Dabei kann man den Song von Freddie Mercury „I get lonely, so lonely, living on my own“ (Ich bin einsam, so einsam, lebe für mich allein) durchaus als Hilfsschrei und Tragik verstehen. Denn er ließ keine Gelegenheit aus, gefährlichen Sex mit anderen Männern zu praktizieren und nahm, was ihm vor die Flinte kam. Der geniale Musiker starb früh an Aids und hinterließ uns so geniale Songs wie „We are the Champions“ oder zusammen mit der spanischen Operndiva Montserrat Caballé „Barcelona“. Mercury war immer schon ein nachdenklicher, schwermütiger Mensch, der nach außen den taffen Rocker gab, was ja auch oft ein typisches Zeichen für sich einsam fühlende Menschen ist.

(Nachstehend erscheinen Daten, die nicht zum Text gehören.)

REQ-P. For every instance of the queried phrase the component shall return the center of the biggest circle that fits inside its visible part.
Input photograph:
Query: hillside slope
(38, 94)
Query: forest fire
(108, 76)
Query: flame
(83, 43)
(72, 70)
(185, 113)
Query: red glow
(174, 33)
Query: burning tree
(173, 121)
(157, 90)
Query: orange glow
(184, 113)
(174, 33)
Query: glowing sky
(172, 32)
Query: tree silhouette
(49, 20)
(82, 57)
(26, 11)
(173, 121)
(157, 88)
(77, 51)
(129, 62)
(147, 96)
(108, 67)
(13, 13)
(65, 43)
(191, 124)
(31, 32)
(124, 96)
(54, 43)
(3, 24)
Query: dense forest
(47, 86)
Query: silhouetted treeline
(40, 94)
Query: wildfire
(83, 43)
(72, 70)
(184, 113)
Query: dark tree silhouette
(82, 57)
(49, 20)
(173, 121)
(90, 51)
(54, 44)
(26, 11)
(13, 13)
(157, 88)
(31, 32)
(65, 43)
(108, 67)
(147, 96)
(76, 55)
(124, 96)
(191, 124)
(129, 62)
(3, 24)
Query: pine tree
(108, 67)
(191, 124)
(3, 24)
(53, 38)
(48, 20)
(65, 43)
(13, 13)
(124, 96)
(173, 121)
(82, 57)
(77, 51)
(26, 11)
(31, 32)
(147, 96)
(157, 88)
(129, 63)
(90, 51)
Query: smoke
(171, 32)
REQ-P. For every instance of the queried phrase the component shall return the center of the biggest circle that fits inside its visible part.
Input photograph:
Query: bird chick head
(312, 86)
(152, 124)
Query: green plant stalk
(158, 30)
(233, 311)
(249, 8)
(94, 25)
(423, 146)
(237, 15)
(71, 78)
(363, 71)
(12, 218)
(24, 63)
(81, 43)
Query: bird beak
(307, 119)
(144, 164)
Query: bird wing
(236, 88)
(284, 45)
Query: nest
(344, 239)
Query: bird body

Man steckt introvertiert seine Probleme in die Tasche und zeigt der Welt nicht, dass man Schwächen hat, einsam ist, sich allein gelassen fühlt. Mutig also für einen Sänger von Weltklasse, so offen seine Schwierigkeiten rauszuhauen. Die wenigsten jedoch werden es so erkannt haben, sondern sie haben darin einfach nur einen weiteren guten Schlager gesehen.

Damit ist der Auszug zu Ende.